Development and validation of a prediction model for adenoma detection during screening and surveillance colonoscopy with comparison to actual adenoma detection rates.

Author information

Department of Gastroenterology and Hepatology, Mayo Clinic, Jacksonville, Florida, United States of America.
Department of Gastroenterology and Hepatology, University Medical Center Utrecht, Utrecht, the Netherlands.
Division of Biomedical Statistics and Informatics, Mayo Clinic, Jacksonville, Florida, United States of America.
Department of Gastroenterology and Hepatology, Radboud University Medical Center, Nijmegen, The Netherlands.
Department of Gastroenterology and Hepatology, Indiana University Medical Center, Indianapolis, Indiana, United States of America.



The adenoma detection rate (ADR) varies widely between physicians, possibly due to patient population differences, hampering direct ADR comparison.

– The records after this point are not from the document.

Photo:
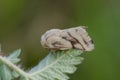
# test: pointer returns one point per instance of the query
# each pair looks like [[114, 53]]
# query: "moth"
[[72, 38]]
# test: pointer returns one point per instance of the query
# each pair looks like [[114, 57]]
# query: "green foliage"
[[53, 67]]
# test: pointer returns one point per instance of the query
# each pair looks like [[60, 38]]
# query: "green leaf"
[[5, 73], [56, 65], [13, 57]]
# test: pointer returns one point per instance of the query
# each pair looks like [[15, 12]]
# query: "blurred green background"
[[22, 22]]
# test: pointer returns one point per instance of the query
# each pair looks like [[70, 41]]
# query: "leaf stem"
[[14, 67]]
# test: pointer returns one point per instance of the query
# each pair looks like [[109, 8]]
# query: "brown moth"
[[76, 38]]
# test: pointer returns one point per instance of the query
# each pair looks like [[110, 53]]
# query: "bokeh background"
[[22, 22]]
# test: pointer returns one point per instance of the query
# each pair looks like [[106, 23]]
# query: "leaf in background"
[[13, 57], [5, 73], [55, 65]]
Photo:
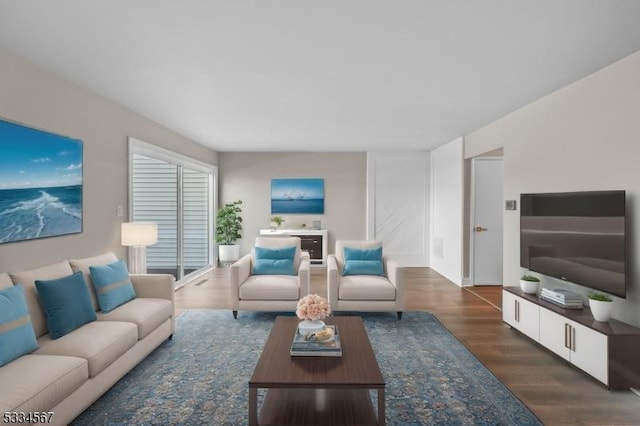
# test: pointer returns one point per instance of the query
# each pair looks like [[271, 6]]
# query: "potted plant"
[[529, 284], [228, 227], [601, 306], [276, 221]]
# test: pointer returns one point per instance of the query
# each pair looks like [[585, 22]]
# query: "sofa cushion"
[[83, 266], [39, 382], [357, 244], [278, 261], [99, 342], [366, 287], [362, 261], [270, 287], [5, 281], [277, 243], [27, 279], [66, 302], [112, 284], [16, 332], [146, 313]]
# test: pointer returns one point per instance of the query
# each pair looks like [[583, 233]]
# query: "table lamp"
[[139, 235]]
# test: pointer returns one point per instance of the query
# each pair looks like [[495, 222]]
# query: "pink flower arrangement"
[[313, 307]]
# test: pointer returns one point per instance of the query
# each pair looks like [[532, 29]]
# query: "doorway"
[[487, 200]]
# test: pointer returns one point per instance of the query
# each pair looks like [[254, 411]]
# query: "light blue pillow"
[[362, 261], [16, 332], [113, 285], [66, 303], [274, 261]]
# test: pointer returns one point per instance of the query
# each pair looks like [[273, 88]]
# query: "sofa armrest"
[[395, 274], [238, 273], [160, 286], [304, 275], [333, 279]]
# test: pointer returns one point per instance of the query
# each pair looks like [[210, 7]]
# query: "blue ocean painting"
[[297, 196], [40, 184]]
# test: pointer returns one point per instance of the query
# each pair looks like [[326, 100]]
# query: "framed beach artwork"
[[297, 196], [40, 184]]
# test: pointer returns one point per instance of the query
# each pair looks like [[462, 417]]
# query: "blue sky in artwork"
[[308, 188], [31, 158]]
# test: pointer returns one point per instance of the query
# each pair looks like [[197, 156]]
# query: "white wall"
[[447, 200], [247, 176], [585, 136], [37, 98], [398, 204]]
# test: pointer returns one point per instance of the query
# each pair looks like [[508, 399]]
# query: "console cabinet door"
[[509, 309], [590, 352], [529, 319], [555, 333], [521, 314]]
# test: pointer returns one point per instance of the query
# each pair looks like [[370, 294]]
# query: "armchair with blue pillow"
[[272, 278], [360, 278]]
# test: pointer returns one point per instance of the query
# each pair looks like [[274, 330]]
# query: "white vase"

We developed and validated a prediction model for adenoma detection in an effort to determine if physicians' ADRs should be adjusted for patient-related factors.

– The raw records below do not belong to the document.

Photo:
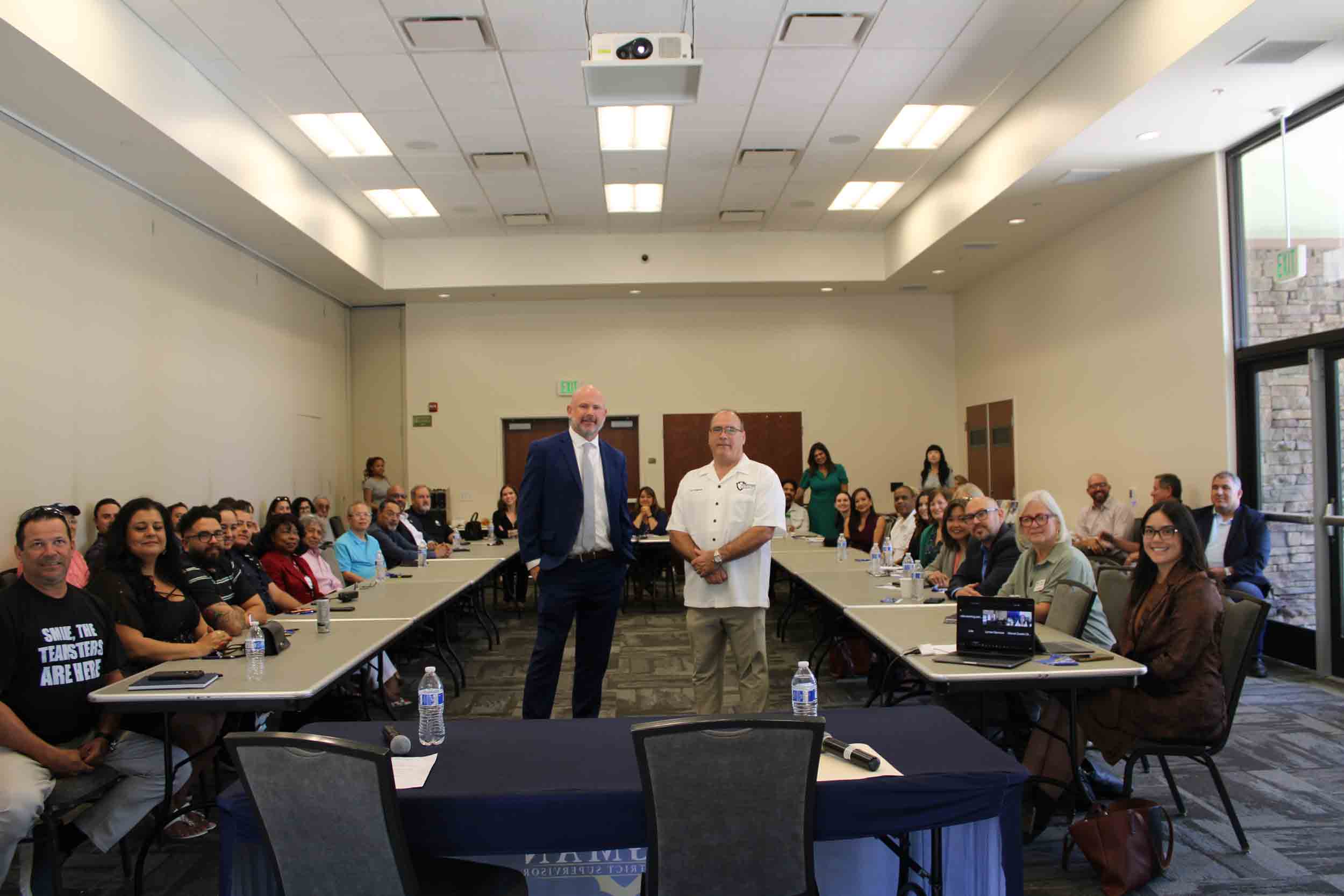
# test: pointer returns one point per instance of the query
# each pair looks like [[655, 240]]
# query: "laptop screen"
[[996, 625]]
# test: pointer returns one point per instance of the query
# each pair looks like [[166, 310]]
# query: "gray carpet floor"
[[1284, 766]]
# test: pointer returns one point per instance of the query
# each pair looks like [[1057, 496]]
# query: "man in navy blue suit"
[[574, 535], [1237, 546]]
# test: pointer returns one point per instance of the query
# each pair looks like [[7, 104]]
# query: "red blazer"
[[291, 574]]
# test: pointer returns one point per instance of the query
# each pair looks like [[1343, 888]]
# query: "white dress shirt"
[[714, 512], [603, 527]]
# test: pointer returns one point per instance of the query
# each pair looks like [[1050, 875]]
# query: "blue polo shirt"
[[356, 555]]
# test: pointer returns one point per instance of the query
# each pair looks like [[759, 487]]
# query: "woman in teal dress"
[[824, 478]]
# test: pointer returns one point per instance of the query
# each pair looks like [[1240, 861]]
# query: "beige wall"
[[827, 358], [147, 356], [378, 364], [1113, 345]]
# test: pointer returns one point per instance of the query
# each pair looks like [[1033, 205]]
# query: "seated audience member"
[[224, 596], [902, 524], [1047, 558], [649, 520], [992, 553], [864, 526], [932, 536], [281, 558], [397, 550], [1237, 547], [952, 553], [936, 473], [1166, 488], [104, 512], [78, 571], [324, 578], [158, 618], [1103, 515], [1174, 625], [795, 515], [356, 551], [50, 728], [431, 524]]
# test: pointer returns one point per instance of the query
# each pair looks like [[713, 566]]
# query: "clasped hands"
[[707, 569]]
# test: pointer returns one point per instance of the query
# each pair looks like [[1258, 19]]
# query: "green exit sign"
[[1291, 264]]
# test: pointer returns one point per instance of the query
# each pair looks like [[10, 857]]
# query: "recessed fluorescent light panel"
[[635, 127], [633, 198], [402, 203], [863, 195], [345, 135], [924, 127]]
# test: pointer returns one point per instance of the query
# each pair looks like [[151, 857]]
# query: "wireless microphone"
[[398, 743]]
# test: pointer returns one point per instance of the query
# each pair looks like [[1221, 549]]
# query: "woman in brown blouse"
[[864, 526], [1174, 625]]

Screening and surveillance colonoscopy data from the cross-sectional multicenter cluster-randomized Endoscopic Quality Improvement Program-3 (EQUIP-3) study (NCT02325635) was used. The dataset was split into two cohorts based on center. A prediction model for detection of ≥1 adenoma was developed using multivariable logistic regression and subsequently internally (bootstrap resampling) and geographically validated. We compared predicted to observed ADRs.


The derivation (5 centers, 35 physicians, overall-ADR: 36%) and validation (4 centers, 31 physicians, overall-ADR: 40%) cohort included respectively 9934 and 10034 patients (both cohorts: 48% male, median age 60 years). Independent predictors for detection of ≥1 adenoma were: age (optimism-corrected odds ratio (OR): 1.02; 95%-confidence interval (CI): 1.02-1.03), male sex (OR: 1.73; 95%-CI: 1.60-1.88), body mass index (OR: 1.02; 95%-CI: 1.01-1.03), American Society of Anesthesiology physical status class (OR class II vs. I: 1.29; 95%-CI: 1.17-1.43, OR class ≥III vs. I: 1.57; 95%-CI: 1.32-1.86), surveillance versus screening (OR: 1.39; 95%-CI: 1.27-1.53), and Hispanic or Latino ethnicity (OR: 1.13; 95%-CI: 1.00-1.27). The model's discriminative ability was modest (C-statistic in the derivation: 0.63 and validation cohort: 0.60). The observed ADR was considerably lower than predicted for 12/66 (18.2%) physicians and 2/9 (22.2%) centers, and considerably higher than predicted for 18/66 (27.3%) physicians and 4/9 (44.4%) centers.


The substantial variation in ADRs could only partially be explained by patient-related factors. These data suggest that ADR variation could likely also be due to other factors, e.g. physician or technical issues.